I suspect these too were said with a smile or a tongue in the cheek.

However, that is not to exonerate all the fundraisers whom IG flagged as not terminating the contact and thus being in contravention of PFRA codes of practice, and some do seem to be serious breaches (you should take a look at the raw data yourself). It does though bring us on the most fundamental flaw in this whole piece of research.

Do you trust it? Do you trust that the researchers correctly interpreted the conversations? Perhaps they saw a guilt trip when none was there. Perhaps they interpreted something intended as a joke as a serious breach of the code of practice. We can’t know for sure, which is why it comes down to trust.

And I don’t trust the research for the simple reason that it was not independent and had bias built into it.

Having a question that asked researchers to rate a chuggers’ harassment level is simply biased from the start. ‘Harassment’ is a non-neutral, value-laden term. It should not have been on the question sheet because it prompted the researchers to look for harassment (the fact that they didn’t find it, despite being prompted to look for it, speaks volumes about the real lack of harassing behaviour from chuggers).

Worse than this is that the fieldwork was conducted by Intelligent Giving’s own interns, not by an independent market research company (which is what the PFRA does when it mystery shops face-to-facers). Corporately, Intelligent Giving has very negative views about F2F and, possibly subconsciously, they constructed a survey that was biased toward delivering the outcomes they were expecting. IG sent its researchers into the field with preconceived ideas about what they would find. That is astonishingly bad market research practice.

When the research didn’t deliver – through the harassment and politeness scales –what was expected, the analysis had to find other ways to support IG’s status quo ante view of F2F while downplaying the positive results of the politeness and harassment scales.
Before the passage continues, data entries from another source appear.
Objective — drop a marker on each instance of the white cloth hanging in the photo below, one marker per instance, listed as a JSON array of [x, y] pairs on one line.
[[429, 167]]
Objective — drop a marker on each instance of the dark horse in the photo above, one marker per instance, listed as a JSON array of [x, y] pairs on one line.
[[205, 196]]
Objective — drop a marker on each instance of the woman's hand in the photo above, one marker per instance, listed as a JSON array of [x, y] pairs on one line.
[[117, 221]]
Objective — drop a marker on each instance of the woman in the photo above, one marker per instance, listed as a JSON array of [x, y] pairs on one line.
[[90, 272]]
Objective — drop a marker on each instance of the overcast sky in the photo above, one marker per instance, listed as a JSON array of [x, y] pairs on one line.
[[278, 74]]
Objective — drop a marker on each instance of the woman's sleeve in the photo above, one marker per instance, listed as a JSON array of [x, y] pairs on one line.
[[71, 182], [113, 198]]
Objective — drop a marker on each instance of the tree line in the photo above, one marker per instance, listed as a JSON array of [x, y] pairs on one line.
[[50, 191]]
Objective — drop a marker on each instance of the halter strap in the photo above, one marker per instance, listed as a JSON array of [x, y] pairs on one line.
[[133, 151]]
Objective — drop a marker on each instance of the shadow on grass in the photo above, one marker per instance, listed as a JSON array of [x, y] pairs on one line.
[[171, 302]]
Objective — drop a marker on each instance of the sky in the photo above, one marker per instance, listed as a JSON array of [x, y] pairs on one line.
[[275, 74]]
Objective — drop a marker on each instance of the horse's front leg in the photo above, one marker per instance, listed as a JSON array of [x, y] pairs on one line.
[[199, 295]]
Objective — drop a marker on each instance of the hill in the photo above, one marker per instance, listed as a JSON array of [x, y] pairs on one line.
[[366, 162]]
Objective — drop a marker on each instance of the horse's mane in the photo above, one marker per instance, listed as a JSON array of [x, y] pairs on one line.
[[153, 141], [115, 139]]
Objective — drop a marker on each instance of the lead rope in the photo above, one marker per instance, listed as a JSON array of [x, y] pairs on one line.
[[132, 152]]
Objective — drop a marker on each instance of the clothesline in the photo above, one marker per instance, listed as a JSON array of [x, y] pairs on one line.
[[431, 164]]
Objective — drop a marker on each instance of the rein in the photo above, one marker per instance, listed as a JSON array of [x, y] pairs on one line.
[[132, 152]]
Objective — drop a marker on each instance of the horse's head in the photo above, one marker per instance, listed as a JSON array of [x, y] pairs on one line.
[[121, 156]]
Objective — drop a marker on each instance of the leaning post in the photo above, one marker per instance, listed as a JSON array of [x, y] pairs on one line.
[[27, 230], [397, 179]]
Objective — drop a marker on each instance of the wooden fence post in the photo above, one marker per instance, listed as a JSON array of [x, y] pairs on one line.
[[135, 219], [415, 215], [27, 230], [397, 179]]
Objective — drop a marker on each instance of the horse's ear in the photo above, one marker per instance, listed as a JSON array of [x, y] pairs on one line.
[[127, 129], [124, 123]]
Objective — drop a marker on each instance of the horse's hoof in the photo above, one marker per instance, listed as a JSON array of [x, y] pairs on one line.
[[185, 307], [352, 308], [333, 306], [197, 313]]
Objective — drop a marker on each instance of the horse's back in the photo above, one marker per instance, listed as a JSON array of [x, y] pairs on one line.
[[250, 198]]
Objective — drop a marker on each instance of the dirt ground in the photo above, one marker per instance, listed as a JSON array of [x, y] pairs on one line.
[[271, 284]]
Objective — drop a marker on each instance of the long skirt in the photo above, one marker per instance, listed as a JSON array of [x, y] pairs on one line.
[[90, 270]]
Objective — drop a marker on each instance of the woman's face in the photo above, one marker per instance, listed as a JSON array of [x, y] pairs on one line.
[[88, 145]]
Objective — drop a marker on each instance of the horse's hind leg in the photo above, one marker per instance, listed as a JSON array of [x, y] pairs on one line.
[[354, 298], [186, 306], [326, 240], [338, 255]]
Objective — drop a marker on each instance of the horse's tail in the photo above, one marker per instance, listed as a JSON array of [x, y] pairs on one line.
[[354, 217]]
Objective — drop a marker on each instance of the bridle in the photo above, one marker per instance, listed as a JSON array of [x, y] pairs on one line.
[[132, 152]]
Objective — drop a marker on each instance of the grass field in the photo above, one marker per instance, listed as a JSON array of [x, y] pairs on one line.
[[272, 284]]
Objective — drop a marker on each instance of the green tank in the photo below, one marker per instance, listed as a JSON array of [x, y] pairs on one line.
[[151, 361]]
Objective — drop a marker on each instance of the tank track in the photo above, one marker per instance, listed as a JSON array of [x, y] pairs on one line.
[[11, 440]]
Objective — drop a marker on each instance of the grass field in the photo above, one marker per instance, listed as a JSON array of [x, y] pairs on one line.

IG appears to have forced the data to fit their predetermined conclusion, rather than draw an unbiased conclusion from the raw data.

In other words, they sexed it up.

As serious research, it is totally unreliable and cannot be trusted. In legalistic terms, it represents an unsafe conviction. It is a disgrace this was ever put into the public domain, much less promoted to the national news media.

IG would no doubt plead that they didn’t have the money to commission independent research. But that doesn’t get them off the hook. If they couldn’t afford to do it properly, they shouldn’t have done it at all.

I’ve been a critic of Intelligent Giving right from the time it began life as anti-chugging website The Charity Sleuths (http://thecharitysleuths.blogspot.com/). But with this ill-conceived, sub-standard, logically-flawed, self-serving, amateurish piece of research, IG has undermined its credibility with the fundraising sector to a far greater degree than anything I could say or write about them would ever do.

Ian MacQuillin is the founder and director of Rogare, the fundraising think tank at Plymouth University's Centre for Sustainable Philanthropy. He has worked in fundraising since 2001 as editor of Professional Fundraising (2001-2006), account director at TurnerPR (2006-2009) and head of communications at the Public Fundraising Regulatory Association (2009-2013).